Knife Rights just dropped a bombshell in the Ninth Circuit: a petition for rehearing en banc against the panel’s gutless upholding of California’s switchblade ban. This isn’t some minor skirmish—it’s a direct shot at a decision that ignored Supreme Court firepower like Heller and Bruen, pretending switchblades aren’t arms protected under the Second Amendment. The appellants, backed by solid allies, argue the panel twisted history and tradition into pretzels, applying a watered-down interest-balancing test that’s been torched by Bruen’s text-and-history mandate. If this smells like judicial activism dodging SCOTUS clarity, you’re not wrong—California’s blanket ban on one-hand-opening knives reeks of the same arbitrary nonsense that felled assault weapon restrictions.
Context here is gold for 2A warriors: switchblades aren’t Hollywood switchblades; they’re practical tools for everyday carry, from hunters to first responders, banned in Cali since 1957 under outdated gangster fears. The panel’s ruling echoes the Ninth’s spotty Bruen track record—remember their Duncan II flip-flop on mag bans?—but en banc review could force a full-court reckoning, potentially nuking not just this ban but opening floodgates for challenges to other dangerous and unusual weapon prohibitions. Knife Rights’ track record is impeccable; they’ve dismantled bans in over a dozen states, proving persistence pays.

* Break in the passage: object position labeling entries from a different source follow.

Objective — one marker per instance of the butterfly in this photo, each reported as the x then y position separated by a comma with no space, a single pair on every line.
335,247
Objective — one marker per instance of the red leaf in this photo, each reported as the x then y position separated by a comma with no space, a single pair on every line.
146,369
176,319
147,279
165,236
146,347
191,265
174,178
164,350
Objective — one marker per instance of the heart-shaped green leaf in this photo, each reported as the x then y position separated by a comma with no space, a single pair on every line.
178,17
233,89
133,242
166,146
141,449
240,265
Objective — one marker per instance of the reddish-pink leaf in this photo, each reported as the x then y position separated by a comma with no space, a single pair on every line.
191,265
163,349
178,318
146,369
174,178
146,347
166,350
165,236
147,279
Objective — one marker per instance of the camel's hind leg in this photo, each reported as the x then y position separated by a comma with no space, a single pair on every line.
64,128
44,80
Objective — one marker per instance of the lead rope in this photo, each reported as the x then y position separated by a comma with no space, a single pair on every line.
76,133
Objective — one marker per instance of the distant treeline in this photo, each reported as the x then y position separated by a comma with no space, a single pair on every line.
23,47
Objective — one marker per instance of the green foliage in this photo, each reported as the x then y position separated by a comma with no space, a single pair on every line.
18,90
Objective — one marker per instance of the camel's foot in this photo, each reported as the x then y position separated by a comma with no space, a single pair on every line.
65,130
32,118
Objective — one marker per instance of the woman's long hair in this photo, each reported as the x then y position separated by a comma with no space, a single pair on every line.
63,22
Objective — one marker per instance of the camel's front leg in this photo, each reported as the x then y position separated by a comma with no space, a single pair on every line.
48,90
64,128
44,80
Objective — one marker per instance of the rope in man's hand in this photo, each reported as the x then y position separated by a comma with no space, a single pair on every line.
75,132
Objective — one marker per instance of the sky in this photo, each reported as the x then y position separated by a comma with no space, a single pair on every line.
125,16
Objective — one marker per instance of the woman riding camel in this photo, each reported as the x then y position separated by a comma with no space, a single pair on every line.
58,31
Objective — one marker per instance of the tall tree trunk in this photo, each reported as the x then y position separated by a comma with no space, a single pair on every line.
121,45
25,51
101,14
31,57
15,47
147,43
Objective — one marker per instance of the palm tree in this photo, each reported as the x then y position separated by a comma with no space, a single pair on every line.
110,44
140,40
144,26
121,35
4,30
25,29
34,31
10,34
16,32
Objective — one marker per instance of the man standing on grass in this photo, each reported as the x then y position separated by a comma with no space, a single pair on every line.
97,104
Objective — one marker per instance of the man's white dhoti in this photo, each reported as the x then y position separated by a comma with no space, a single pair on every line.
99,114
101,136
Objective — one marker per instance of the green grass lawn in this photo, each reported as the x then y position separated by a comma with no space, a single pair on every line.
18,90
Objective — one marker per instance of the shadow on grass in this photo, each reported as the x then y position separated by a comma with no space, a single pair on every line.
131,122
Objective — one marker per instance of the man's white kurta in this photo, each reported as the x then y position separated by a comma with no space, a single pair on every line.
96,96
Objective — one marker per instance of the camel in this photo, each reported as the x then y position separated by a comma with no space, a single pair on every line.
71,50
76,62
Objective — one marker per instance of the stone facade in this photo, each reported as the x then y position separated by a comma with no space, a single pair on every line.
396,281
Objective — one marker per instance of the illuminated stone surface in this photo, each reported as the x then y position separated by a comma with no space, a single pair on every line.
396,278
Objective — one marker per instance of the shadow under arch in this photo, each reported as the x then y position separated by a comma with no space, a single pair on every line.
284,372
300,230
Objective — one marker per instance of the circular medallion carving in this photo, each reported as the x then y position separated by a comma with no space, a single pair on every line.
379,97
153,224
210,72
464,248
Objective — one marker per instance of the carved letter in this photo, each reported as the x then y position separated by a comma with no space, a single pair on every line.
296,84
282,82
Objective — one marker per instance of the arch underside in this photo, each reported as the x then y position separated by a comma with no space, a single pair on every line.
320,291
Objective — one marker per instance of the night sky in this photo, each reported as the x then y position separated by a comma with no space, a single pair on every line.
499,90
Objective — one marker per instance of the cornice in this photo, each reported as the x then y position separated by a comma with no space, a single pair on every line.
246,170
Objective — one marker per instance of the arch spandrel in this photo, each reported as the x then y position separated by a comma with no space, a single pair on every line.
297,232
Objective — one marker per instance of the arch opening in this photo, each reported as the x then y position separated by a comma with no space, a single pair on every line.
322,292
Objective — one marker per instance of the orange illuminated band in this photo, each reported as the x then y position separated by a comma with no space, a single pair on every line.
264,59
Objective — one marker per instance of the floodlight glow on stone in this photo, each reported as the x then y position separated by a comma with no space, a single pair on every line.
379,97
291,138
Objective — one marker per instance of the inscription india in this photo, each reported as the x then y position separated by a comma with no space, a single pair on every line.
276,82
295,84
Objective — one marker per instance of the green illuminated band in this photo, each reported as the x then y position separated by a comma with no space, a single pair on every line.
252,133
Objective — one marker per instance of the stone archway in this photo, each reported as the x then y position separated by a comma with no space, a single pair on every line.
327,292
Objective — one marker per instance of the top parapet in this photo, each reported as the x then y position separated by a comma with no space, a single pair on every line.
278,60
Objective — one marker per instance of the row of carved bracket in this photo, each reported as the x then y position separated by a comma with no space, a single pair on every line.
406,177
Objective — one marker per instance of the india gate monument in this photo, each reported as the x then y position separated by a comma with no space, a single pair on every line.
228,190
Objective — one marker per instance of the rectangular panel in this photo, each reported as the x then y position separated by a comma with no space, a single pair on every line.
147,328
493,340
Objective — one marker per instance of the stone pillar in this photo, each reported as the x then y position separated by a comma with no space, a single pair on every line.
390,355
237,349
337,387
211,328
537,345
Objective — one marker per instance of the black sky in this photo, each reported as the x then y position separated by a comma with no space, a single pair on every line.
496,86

Implications? Huge. An en banc win could ripple nationwide, bolstering Bruen’s muscle against blue-state knife laws and signaling to lower courts: stop Heller-phobia. For the 2A community, it’s a rallying cry—donate, amplify, stay vigilant. If the Ninth bites, we might see switchblades legal in the nation’s most populous state, chipping away at the incremental erosion of our rights. Eyes on this one; it’s not just about blades, it’s about the full spectrum of self-defense arms.